An iOS application that uses ARKit and Core ML to recognize famous landmarks in real-time and overlay contextual videos when landmarks are detected through the device camera.
This application combines computer vision, augmented reality, and machine learning to create an interactive landmark discovery experience. When users point their device camera at famous landmarks, the app automatically recognizes them and displays relevant video content as an overlay.
- Smart Detection System: Uses a custom Core ML model (
Landmark_Classifier) for accurate landmark identification - Consecutive Validation: Requires 3 consecutive detections to minimize false positives
- Dynamic Confidence Thresholds: Adaptive confidence levels (85% for new detections, 75% during video playback)
- Ambiguity Prevention: Validates confidence gaps between top predictions to avoid uncertain results
- Seamless Overlay: Videos play as full-screen overlays using
AVPlayerLayer - Smart State Management: Prevents unnecessary video restarts for the same landmark
- Auto-switching: Intelligently switches videos when different landmarks are detected
- Graceful Stopping: Stops video after 2 consecutive non-detections to prevent interruptions
- Concurrent Processing Protection: Prevents frame processing conflicts with threading guards
- Optimized Classification Timing: 0.8-second intervals for responsive detection
- Memory Management: Proper cleanup of video players, timers, and notification observers
- AR Session Management: Efficient ARKit configuration with horizontal plane detection
The application currently recognizes these famous landmarks:
- Taj Mahal 🇮🇳
- Colosseum 🇮🇹
- Eiffel Tower 🇫🇷
- Statue of Liberty 🇺🇸
- Golden Gate Bridge 🇺🇸
- Leaning Tower of Pisa 🇮🇹
- ARKit: Real-time camera feed and AR session management
- Core ML: Machine learning model inference for landmark classification
- Vision Framework: Image processing and ML request handling
- AVKit: Video playback and overlay management
- SceneKit: 3D scene rendering (future expansion capability)
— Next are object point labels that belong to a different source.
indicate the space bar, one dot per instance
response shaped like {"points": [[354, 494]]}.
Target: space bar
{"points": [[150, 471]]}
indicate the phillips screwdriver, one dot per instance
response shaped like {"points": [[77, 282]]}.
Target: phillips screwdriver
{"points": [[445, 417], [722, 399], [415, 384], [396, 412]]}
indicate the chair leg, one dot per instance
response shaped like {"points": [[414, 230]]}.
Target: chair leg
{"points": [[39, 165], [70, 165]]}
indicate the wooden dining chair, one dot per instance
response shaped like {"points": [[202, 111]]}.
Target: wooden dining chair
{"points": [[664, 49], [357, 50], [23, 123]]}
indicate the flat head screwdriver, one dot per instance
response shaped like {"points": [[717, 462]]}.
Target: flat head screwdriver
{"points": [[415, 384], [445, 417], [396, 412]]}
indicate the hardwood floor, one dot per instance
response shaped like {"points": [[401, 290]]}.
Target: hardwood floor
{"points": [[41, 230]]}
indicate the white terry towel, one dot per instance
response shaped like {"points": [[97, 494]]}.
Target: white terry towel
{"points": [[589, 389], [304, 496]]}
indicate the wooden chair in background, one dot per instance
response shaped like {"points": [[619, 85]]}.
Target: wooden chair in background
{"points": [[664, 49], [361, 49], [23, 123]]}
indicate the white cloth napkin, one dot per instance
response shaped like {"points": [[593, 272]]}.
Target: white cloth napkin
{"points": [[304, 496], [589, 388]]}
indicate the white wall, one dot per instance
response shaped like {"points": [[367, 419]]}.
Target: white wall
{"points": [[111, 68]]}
- Frame Capture: ARSCNView captures camera frames at 0.8s intervals
- ML Processing: Core ML model processes frames for landmark classification
- Validation: Multiple validation layers ensure accuracy:
- Confidence threshold validation
- Consecutive detection confirmation
- Known landmark verification
- Ambiguity resolution
- Video Trigger: Qualified detections trigger appropriate video overlays
- iOS 17.6+ (ARKit requirement)
- Device with A14 processor or newer (ARKit compatibility)
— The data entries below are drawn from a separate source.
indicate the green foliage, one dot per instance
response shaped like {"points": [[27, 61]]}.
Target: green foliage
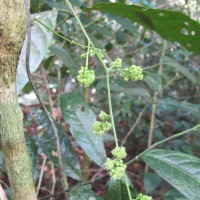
{"points": [[77, 114], [117, 190], [82, 193], [169, 77], [46, 146], [40, 41], [171, 25], [179, 169]]}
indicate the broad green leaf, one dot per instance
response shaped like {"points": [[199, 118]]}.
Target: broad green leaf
{"points": [[80, 118], [183, 70], [131, 91], [186, 107], [173, 194], [82, 193], [40, 41], [117, 190], [151, 181], [63, 55], [153, 80], [181, 170], [171, 25], [126, 24], [46, 142]]}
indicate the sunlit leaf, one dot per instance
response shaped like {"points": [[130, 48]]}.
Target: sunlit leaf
{"points": [[40, 41]]}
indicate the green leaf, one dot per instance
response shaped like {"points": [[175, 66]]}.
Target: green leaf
{"points": [[171, 62], [46, 142], [63, 55], [153, 80], [32, 149], [126, 24], [173, 194], [181, 170], [40, 41], [82, 193], [80, 118], [171, 25], [2, 163], [137, 91], [151, 181], [117, 190]]}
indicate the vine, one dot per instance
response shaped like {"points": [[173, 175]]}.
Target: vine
{"points": [[115, 166]]}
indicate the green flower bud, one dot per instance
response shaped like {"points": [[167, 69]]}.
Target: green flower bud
{"points": [[103, 116], [115, 167], [118, 171], [109, 164], [92, 52], [119, 152], [86, 76], [133, 73], [83, 55], [143, 197], [101, 127], [117, 64], [100, 53]]}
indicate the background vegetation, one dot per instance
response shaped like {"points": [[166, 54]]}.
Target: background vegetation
{"points": [[163, 37]]}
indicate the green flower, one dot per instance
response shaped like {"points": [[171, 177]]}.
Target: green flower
{"points": [[115, 167], [100, 128], [92, 52], [119, 170], [133, 73], [86, 76], [103, 116], [109, 164], [117, 64], [143, 197], [100, 52], [119, 152], [83, 55]]}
- Camera access permissions
- Internet connection (for streaming video content)
-
Clone the repository
-
Open in Xcode
-
Add the ML Model
- Place your
Landmark_Classifier.mlmodelfile in the project - Ensure it's added to the target
- Configure Permissions
- Camera usage permission is required in
Info.plist
- Build and Run
- Select a physical iOS device (ARKit requires physical device)
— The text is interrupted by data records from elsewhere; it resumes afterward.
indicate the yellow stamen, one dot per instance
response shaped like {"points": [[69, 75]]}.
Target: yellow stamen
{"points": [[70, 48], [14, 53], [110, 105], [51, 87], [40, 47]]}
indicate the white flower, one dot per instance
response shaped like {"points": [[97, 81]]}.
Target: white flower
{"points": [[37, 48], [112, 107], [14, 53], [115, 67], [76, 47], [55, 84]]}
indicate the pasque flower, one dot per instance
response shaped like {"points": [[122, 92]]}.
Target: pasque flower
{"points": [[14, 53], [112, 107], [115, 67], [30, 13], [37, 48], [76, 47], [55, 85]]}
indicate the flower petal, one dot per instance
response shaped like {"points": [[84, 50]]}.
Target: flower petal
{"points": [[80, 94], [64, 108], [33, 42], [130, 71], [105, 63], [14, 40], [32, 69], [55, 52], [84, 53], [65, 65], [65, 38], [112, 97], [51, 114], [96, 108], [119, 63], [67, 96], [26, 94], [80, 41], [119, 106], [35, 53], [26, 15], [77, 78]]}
- Build and run the project
- Launch the App: Open the application on your iOS device
- Point Camera: Aim your device camera at a supported landmark
- Wait for Recognition: The app will analyze the scene automatically
- Enjoy Video: Once detected, a contextual video will overlay your view
- Explore More: Move to different landmarks for new content
- Expanded Landmark Database: Add more landmarks and cultural sites
- 3D AR Models: Integrate 3D models alongside video content
- Audio Narration: Add voice-over descriptions for landmarks
- Offline Mode: Support for offline landmark recognition
- User-Generated Content: Allow users to add custom landmarks and videos
- Social Features: Share discoveries with friends
- Travel Integration: Connect with travel planning apps
We welcome contributions! Areas where you can help:
- Adding new landmark recognition models
- Improving detection accuracy
- Adding new video content
- UI/UX enhancements
- Performance optimizations
- Documentation improvements
This project is licensed under the MIT License - see the LICENSE file for details.
- Video content sourced from Pixabay
- ARKit and Core ML frameworks by Apple
- Open source community for inspiration and resources
Note: This application is designed for educational and demonstration purposes. Ensure you have proper permissions for any video content used in production applications.